There are many circumstances where a person will seek to do this.

1) They may be relocating with work and are unable to sell their property, so decide to rent it. At the end of the day they are still buying a residential property to live in as their main residence.

2) They need to move due to divorce, or the current home is in negative equity so rent it instead.

3) They may move but keep the property for family members to live in.

They may have just recently bought their house and paid Stamp Duty but for personal reasons or their job need to move. Why should they be penalised again?

Most property professionals and clients we have spoken to post the announcement are under the impression that the tax only applies if you are buying a second home (holiday home etc ) or a Buy to Let property.

No one I have spoken to is under the impression letting an existing property will be taxed at the higher rate.

There is a new regulation coming into force in March called the Mortgage Credit Directive.

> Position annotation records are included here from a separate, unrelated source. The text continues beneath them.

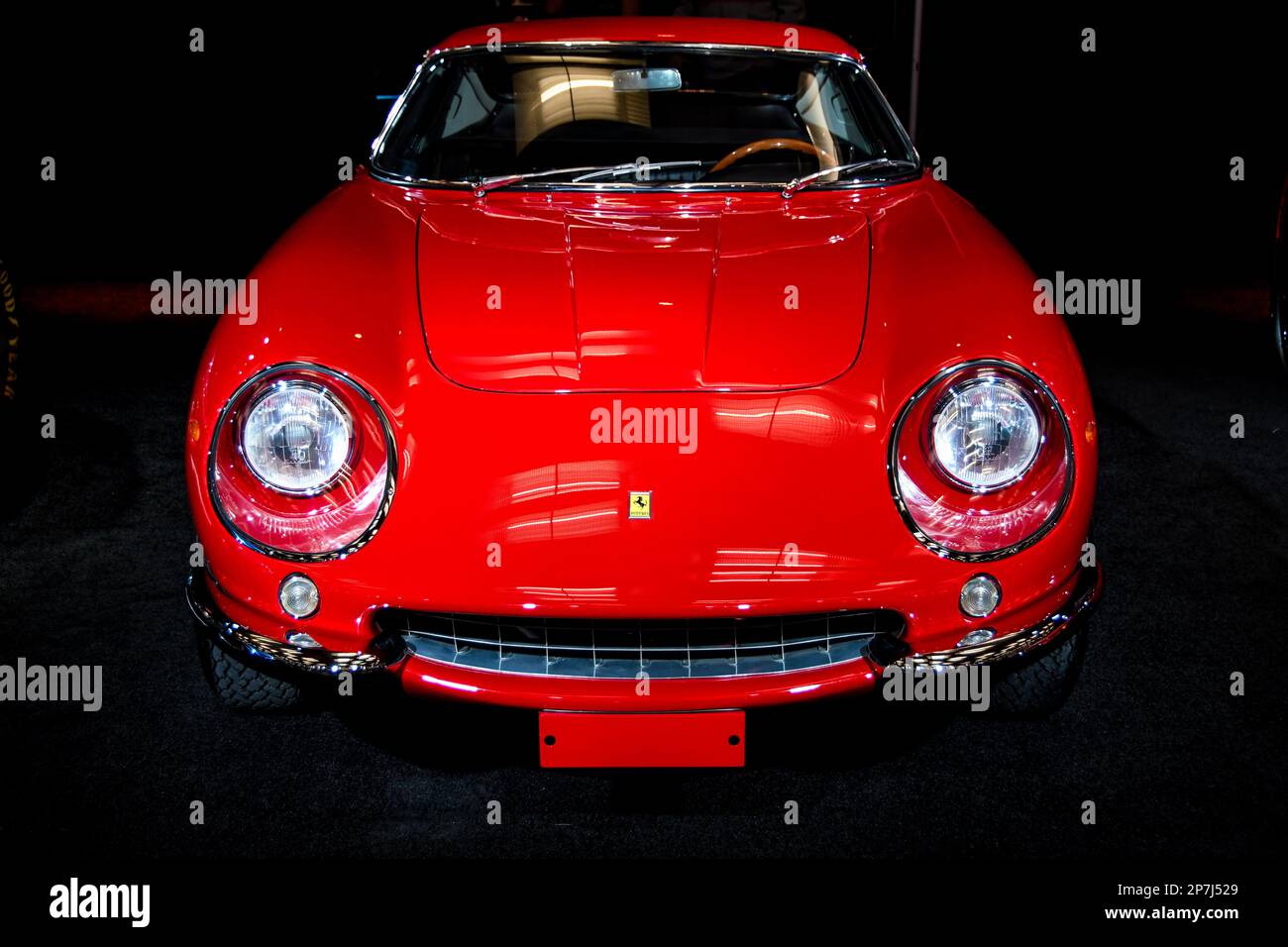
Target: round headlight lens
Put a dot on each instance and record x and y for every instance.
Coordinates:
(296, 437)
(986, 433)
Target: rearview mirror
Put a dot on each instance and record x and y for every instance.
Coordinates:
(645, 80)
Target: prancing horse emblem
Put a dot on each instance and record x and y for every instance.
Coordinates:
(640, 505)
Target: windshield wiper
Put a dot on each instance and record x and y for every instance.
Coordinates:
(638, 166)
(483, 184)
(800, 183)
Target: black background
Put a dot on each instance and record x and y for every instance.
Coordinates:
(1111, 163)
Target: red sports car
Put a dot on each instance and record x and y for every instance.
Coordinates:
(644, 375)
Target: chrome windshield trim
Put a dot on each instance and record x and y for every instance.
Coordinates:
(438, 54)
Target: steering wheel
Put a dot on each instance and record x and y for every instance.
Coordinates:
(768, 145)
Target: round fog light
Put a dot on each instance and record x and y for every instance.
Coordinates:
(299, 596)
(980, 595)
(977, 637)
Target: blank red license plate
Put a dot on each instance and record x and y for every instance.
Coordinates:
(700, 738)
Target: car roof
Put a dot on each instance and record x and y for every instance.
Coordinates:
(704, 30)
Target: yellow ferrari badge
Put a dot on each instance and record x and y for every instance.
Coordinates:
(640, 505)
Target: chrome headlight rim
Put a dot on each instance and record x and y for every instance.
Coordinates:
(893, 463)
(390, 466)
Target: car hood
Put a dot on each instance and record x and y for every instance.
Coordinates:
(522, 292)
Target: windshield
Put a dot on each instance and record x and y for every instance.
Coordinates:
(644, 116)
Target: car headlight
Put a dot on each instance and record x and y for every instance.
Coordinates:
(301, 464)
(296, 437)
(986, 433)
(982, 460)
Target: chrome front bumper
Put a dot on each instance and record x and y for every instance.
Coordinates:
(258, 647)
(1024, 642)
(389, 650)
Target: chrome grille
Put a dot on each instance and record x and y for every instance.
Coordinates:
(622, 648)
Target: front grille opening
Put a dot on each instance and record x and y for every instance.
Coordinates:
(623, 648)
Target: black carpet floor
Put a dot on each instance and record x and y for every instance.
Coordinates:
(1192, 528)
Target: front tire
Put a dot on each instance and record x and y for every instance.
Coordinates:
(241, 686)
(1042, 684)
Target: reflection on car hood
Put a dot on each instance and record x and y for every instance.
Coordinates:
(575, 292)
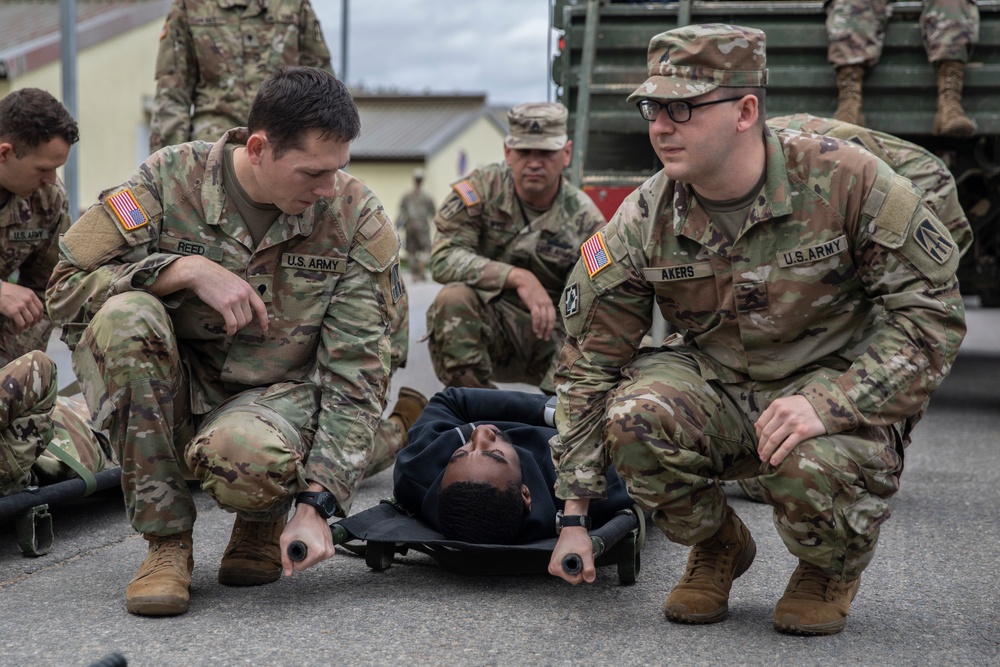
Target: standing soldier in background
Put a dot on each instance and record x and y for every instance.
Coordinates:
(506, 238)
(856, 30)
(416, 211)
(36, 133)
(228, 309)
(214, 55)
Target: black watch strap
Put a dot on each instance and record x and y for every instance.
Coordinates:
(567, 520)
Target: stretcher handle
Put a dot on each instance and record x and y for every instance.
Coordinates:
(573, 563)
(297, 550)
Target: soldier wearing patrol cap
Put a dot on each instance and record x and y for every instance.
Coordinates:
(817, 308)
(506, 238)
(213, 57)
(36, 133)
(228, 309)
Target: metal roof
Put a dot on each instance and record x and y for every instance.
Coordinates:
(413, 127)
(30, 30)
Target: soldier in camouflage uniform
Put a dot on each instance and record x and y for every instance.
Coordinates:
(924, 169)
(856, 30)
(507, 237)
(36, 132)
(213, 57)
(228, 309)
(416, 211)
(817, 308)
(44, 437)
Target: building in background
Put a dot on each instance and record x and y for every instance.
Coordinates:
(116, 56)
(445, 135)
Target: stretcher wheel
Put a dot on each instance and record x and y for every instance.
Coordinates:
(378, 555)
(629, 563)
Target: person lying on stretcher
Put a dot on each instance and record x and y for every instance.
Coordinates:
(477, 469)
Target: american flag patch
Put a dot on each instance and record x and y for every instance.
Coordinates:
(595, 254)
(127, 208)
(467, 193)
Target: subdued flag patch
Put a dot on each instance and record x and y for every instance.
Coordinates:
(595, 254)
(127, 208)
(467, 193)
(936, 244)
(571, 299)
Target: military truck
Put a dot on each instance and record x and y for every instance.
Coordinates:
(602, 58)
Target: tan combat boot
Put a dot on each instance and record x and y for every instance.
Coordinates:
(951, 120)
(813, 603)
(409, 404)
(702, 594)
(849, 94)
(162, 585)
(253, 556)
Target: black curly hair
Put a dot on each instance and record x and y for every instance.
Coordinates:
(480, 513)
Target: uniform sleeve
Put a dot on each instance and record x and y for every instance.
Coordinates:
(907, 260)
(606, 317)
(455, 254)
(176, 78)
(353, 360)
(98, 258)
(312, 49)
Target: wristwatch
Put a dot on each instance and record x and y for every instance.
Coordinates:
(324, 502)
(564, 520)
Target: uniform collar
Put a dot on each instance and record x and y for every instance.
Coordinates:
(775, 199)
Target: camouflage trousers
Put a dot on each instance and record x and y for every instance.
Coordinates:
(855, 30)
(672, 435)
(494, 340)
(13, 344)
(32, 418)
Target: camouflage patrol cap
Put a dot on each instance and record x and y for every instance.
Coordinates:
(697, 59)
(540, 125)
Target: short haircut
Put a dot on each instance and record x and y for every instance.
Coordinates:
(480, 513)
(30, 117)
(297, 100)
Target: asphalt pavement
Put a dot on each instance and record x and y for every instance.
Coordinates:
(929, 598)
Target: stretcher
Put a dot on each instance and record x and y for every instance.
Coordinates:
(387, 530)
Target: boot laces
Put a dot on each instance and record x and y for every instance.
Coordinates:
(812, 583)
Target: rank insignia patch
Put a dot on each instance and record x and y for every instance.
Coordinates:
(595, 254)
(936, 244)
(126, 207)
(571, 299)
(467, 193)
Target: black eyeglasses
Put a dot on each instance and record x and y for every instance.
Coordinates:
(678, 110)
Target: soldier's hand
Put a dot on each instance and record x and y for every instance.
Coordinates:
(783, 425)
(20, 305)
(308, 527)
(574, 540)
(226, 293)
(536, 300)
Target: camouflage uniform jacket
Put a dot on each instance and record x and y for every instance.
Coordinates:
(29, 231)
(215, 54)
(924, 169)
(833, 237)
(479, 241)
(324, 276)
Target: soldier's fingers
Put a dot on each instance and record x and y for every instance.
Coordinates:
(259, 307)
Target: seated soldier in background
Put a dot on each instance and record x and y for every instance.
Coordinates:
(39, 429)
(477, 468)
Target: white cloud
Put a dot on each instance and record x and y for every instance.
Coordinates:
(494, 46)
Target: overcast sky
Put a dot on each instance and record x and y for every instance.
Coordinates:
(497, 47)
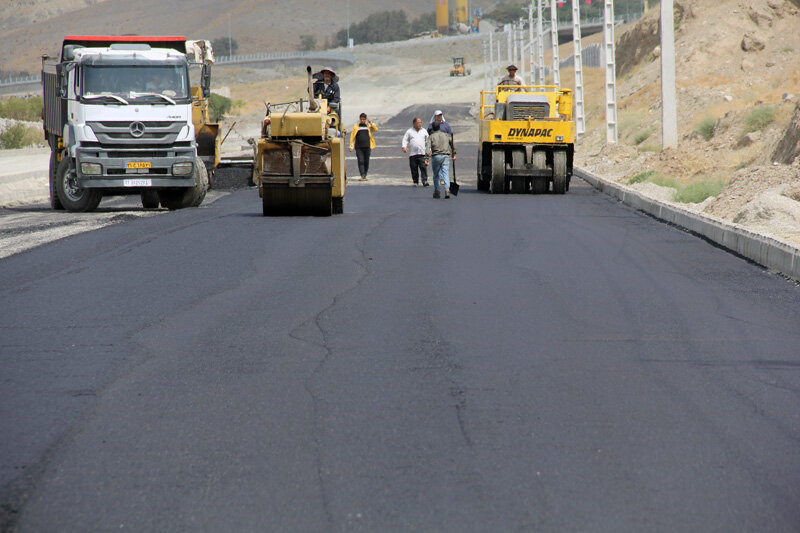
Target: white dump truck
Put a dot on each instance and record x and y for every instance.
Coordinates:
(118, 117)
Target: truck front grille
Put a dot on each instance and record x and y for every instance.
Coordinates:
(119, 133)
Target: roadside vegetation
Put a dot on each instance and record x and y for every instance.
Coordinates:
(759, 118)
(687, 193)
(20, 135)
(705, 128)
(27, 109)
(385, 26)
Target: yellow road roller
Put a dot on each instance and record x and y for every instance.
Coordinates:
(527, 139)
(300, 158)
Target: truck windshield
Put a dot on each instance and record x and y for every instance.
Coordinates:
(136, 83)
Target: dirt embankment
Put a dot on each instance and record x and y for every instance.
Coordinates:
(738, 85)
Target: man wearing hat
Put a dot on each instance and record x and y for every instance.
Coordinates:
(511, 78)
(438, 118)
(326, 86)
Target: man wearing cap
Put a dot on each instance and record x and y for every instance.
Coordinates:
(511, 78)
(438, 117)
(326, 86)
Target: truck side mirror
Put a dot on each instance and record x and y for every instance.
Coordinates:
(205, 80)
(63, 78)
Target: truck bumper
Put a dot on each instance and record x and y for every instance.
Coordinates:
(115, 174)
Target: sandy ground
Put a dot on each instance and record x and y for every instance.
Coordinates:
(762, 197)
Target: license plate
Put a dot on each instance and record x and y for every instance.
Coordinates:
(138, 183)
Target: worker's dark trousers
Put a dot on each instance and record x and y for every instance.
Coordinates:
(362, 154)
(417, 164)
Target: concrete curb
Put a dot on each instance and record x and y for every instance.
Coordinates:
(766, 251)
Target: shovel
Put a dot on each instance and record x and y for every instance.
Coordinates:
(454, 186)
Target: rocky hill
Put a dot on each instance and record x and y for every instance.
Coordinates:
(738, 86)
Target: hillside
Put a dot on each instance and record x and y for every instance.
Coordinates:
(738, 86)
(33, 27)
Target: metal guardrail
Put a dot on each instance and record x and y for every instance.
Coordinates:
(591, 57)
(20, 80)
(275, 56)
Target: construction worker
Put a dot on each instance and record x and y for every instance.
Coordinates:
(512, 78)
(363, 142)
(327, 87)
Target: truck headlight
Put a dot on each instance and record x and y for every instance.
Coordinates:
(91, 169)
(182, 169)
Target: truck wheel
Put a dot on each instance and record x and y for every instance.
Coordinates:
(72, 197)
(338, 206)
(498, 181)
(55, 203)
(559, 172)
(184, 197)
(150, 199)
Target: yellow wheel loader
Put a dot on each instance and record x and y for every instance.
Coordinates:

This will categorise people letting to buy as “consumer Buy to Let customers”, ie where they are not professional landlords and are renting their properties due to circumstance and not as investment. However, under the proposed new tax rules, HMRC will tax them as if they are investors?

I would urge a rethink on this unfair element of the new rules to allow genuine people to move on with their lives. At the end of the day, whichever way you dress it up, you are taxing them for living in their own residence just because they are proposing to rent an existing one, even if it is as a last resort.